Le plus important demeure la géophysique. En effet, les particularités du champ magnétique terrestre donnent toute leur valeur aux régions polaires. La disposition des lignes de force est telle que, près des pôles, les particules solaires ou cosmiques peuvent parvenir jusqu'au sol plus facilement que dans les régions de moyenne ou de basse latitude. L'activité solaire règle largement les émissions de particules, qui à leur tour retentissent sur de multiples phénomènes terrestres.

Il y a donc, dans les stations antarctiques et subantarctiques, des appareils qui surveillent le Soleil, mesurent l'intensité des aurores polaires et l'éclat du ciel nocturne, comptent les particules, enregistrent les variations lentes ou rapides des composantes du champ magnétique terrestre, auscultent l'ionosphère... Enfin, parmi les disciplines représentées en Antarctique, figurent d'autres branches de la géophysique, telles que la séismologie ou la gravimétrie.

Réveil d'un volcan

Ces douze mois ne se sont pas uniquement écoulés dans la grisaille du travail de routine.
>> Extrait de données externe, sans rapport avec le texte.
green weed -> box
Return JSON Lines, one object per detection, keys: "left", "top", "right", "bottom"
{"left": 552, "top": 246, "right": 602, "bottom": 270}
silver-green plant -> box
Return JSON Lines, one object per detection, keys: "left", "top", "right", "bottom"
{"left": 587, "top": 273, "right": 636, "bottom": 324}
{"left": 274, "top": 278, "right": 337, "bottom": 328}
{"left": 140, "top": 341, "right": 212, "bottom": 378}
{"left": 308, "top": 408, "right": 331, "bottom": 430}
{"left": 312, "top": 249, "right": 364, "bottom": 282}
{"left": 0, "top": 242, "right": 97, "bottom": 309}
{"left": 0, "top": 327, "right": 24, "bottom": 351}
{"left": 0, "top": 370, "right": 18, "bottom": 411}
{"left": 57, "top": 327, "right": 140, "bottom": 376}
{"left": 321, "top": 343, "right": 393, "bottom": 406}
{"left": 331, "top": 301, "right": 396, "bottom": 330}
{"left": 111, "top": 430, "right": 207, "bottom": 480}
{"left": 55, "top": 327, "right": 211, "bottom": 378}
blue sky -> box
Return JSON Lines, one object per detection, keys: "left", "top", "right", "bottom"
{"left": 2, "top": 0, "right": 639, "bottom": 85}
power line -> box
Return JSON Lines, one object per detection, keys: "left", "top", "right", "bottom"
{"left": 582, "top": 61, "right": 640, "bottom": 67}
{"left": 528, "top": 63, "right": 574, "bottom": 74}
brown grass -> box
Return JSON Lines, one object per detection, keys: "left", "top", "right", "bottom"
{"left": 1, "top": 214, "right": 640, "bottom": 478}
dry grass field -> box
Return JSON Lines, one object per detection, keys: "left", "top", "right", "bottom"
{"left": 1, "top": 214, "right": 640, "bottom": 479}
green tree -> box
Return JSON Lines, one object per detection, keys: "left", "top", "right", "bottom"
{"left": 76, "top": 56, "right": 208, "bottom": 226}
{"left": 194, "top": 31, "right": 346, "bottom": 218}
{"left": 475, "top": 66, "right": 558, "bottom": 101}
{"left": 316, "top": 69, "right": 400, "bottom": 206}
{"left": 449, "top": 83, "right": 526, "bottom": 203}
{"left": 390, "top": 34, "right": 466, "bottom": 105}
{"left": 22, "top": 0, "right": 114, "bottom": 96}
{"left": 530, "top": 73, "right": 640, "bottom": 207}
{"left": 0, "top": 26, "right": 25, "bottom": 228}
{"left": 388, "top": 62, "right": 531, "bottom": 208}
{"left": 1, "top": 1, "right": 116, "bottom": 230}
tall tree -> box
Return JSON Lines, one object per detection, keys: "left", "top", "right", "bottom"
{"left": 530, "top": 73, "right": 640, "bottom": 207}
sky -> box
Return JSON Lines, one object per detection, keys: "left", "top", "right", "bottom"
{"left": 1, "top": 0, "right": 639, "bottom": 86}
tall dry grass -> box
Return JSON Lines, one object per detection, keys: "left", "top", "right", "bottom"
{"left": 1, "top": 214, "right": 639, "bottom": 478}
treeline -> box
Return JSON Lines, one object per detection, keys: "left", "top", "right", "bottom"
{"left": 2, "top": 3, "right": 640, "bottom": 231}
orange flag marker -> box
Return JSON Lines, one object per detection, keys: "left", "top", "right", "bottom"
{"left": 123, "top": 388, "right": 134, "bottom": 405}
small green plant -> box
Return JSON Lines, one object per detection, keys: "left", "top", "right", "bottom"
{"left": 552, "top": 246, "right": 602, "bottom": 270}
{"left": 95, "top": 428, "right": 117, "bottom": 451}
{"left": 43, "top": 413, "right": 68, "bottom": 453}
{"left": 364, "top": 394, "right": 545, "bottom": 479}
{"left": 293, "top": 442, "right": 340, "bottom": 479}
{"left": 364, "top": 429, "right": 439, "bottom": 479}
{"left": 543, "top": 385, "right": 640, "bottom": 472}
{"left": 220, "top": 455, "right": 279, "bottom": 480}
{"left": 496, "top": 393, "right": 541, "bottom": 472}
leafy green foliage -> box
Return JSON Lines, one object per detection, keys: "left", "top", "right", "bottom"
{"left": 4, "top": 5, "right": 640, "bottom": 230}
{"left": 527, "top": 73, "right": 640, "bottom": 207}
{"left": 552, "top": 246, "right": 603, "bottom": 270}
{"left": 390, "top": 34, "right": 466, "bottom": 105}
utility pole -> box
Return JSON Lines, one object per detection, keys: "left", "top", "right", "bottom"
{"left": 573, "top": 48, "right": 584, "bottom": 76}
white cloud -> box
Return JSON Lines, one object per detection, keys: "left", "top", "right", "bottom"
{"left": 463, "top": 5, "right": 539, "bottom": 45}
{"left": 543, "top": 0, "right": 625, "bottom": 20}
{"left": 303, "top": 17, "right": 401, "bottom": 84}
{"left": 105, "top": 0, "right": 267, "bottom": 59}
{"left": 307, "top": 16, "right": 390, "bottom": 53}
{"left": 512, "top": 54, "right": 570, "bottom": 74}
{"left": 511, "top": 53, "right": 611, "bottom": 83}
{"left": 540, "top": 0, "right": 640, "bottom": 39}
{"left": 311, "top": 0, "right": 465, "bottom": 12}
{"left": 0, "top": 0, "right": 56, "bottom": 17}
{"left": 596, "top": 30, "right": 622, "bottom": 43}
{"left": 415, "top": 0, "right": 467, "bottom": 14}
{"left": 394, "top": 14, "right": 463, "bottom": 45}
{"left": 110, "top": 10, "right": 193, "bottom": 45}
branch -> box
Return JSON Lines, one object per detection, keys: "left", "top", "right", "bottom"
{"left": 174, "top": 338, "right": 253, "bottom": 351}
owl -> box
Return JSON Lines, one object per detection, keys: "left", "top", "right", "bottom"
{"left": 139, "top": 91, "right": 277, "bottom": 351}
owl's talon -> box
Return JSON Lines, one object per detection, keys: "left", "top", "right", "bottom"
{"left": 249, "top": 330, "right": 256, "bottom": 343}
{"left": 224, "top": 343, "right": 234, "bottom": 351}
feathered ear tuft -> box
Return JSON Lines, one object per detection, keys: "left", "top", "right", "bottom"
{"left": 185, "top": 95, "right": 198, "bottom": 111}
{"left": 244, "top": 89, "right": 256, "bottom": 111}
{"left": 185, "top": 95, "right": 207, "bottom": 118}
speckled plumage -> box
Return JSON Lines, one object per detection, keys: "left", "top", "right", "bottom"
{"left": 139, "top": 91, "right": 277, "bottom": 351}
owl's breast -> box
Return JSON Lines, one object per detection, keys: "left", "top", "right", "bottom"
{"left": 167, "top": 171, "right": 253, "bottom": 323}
La saison d'été a débuté par un coup de tonnerre : le 6 décembre 1967 le volcan de l'île de la Déception se réveillait pour la première fois depuis 1842. L'île de la Déception est petite : un fer à cheval d'une douzaine de kilomètres de diamètre environ. Mais trois bases, britannique, argentine et chilienne, y étaient installées. Les occupants ont pu être évacués à temps.